Основоположник христианского отшельничества заповедует удаляться шумного многолюдства, дабы сердце и ум смогли избежать смущения, «ибо где люди, там смятение». Смятение возникает вследствие соблазнов, которыми исполнен мир. Постоянное же пребывание близ соблазнов дает возможность проникать в душу греховным впечатлениям, отвлекающим от духовного трезвения. «Соблазн, находясь пред нами или вблизи нас, - говорят Отцы, - по необходимости найдет сочувствие себе в нашем греховном повреждении и произведет на нас впечатление. Впечатление это может быть и не примеченным, но когда оно разовьется и усилится в человеке, тогда возобладает им и может поставить на край погибели. Иногда впечатление соблазна действует и весьма быстро, не дав, так сказать, опомниться или одуматься искушаемому: мгновенно омрачает ум, изменяет расположение сердца, ввергает в падение и падения». Поэтому существует необходимость удаляться насколько это возможно от всех соблазнов и хранить в уединении свои чувства от всего развлекающего внимание. «Кто живет в пустыни и безмолствует, тот избавлен от трех браней: от брани через слух, от брани через язык и от брани через видение того, что может уязвлять сердце его», - говорит преп. Антоний. Уход в пустынные места необходим нам для того, чтобы при недостатке чувственных восприятий «обновился в нас внутренний, духовный о Христе человек, чтобы на всякий час быть нам наблюдателями над самими собою и чтобы ум наш соделался бодрственным и охранял себя ежечасно».

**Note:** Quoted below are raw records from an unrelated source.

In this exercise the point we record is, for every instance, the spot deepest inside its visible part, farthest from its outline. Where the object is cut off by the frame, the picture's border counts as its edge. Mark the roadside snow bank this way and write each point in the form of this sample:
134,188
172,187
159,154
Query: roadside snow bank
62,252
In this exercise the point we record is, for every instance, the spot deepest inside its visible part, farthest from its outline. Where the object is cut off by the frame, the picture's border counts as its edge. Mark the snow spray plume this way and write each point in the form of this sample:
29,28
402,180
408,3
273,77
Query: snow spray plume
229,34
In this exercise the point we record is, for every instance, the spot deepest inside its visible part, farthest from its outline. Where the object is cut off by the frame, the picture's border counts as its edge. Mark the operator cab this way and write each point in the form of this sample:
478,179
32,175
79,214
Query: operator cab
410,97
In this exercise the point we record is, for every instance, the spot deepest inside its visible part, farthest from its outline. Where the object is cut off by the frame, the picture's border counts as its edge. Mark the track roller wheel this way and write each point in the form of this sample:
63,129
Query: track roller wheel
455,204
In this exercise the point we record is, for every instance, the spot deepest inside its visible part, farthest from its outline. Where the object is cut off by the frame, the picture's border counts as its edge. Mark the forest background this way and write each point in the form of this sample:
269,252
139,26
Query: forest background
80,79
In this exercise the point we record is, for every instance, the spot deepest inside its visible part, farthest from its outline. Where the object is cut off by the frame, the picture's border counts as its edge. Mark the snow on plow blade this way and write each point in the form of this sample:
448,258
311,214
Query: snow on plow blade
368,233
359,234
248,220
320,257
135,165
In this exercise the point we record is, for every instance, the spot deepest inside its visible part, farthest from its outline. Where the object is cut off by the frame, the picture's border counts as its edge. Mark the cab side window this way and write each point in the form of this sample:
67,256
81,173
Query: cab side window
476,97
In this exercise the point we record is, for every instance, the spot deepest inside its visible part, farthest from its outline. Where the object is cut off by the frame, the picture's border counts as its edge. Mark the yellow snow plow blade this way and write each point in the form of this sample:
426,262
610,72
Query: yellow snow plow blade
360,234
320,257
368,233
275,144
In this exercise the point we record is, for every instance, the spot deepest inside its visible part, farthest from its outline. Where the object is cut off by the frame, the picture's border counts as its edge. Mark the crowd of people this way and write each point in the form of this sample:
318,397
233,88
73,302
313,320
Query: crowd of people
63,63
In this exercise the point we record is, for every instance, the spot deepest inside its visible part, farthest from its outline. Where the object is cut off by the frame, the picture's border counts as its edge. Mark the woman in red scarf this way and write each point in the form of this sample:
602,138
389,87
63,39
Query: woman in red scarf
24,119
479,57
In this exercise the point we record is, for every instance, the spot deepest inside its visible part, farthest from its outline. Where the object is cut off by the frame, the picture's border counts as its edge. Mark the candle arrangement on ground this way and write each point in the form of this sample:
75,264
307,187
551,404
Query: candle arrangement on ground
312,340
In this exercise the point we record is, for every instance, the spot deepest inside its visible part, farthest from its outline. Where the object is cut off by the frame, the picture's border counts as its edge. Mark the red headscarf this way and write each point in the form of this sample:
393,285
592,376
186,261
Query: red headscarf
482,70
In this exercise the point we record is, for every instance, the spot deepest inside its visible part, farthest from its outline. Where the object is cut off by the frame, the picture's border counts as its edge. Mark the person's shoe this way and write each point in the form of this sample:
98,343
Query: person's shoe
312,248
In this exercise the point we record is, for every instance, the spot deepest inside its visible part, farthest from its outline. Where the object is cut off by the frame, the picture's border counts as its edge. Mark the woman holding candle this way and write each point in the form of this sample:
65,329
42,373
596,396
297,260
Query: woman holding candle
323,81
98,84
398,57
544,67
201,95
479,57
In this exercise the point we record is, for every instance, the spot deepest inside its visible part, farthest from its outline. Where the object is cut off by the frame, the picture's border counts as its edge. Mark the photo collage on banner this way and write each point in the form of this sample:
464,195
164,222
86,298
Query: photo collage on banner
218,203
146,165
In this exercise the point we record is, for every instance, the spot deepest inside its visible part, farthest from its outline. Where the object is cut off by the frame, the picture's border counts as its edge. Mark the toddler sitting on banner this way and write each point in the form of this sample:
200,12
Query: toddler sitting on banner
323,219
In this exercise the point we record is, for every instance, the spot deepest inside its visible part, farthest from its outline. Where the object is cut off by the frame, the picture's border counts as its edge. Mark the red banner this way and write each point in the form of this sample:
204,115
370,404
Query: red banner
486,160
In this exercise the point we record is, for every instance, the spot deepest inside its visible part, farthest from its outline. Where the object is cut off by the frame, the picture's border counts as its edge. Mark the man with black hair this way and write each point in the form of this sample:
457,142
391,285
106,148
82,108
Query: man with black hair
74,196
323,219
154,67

Согласно закону подвижничества сначала должны быть расторгнуты узы вещества, которыми человек связан извне, чтобы можно было приступить к расторжению внутренних уз, которыми духи злобы связали ум и сердце. Именно в уединении укрепляется благое произволение ко спасению, так как при постоянном разжжении греховного естества впечатлениями мира победа над страстями невозможна, ибо «множество развлечений рождает множество грехов по причине множества встречающихся случаев ко греху», от которых огражден уединенный. И «пока человек не удаляется от того, от чего сердце его приходит в смятение, врагу всегда есть удобство напасть на него».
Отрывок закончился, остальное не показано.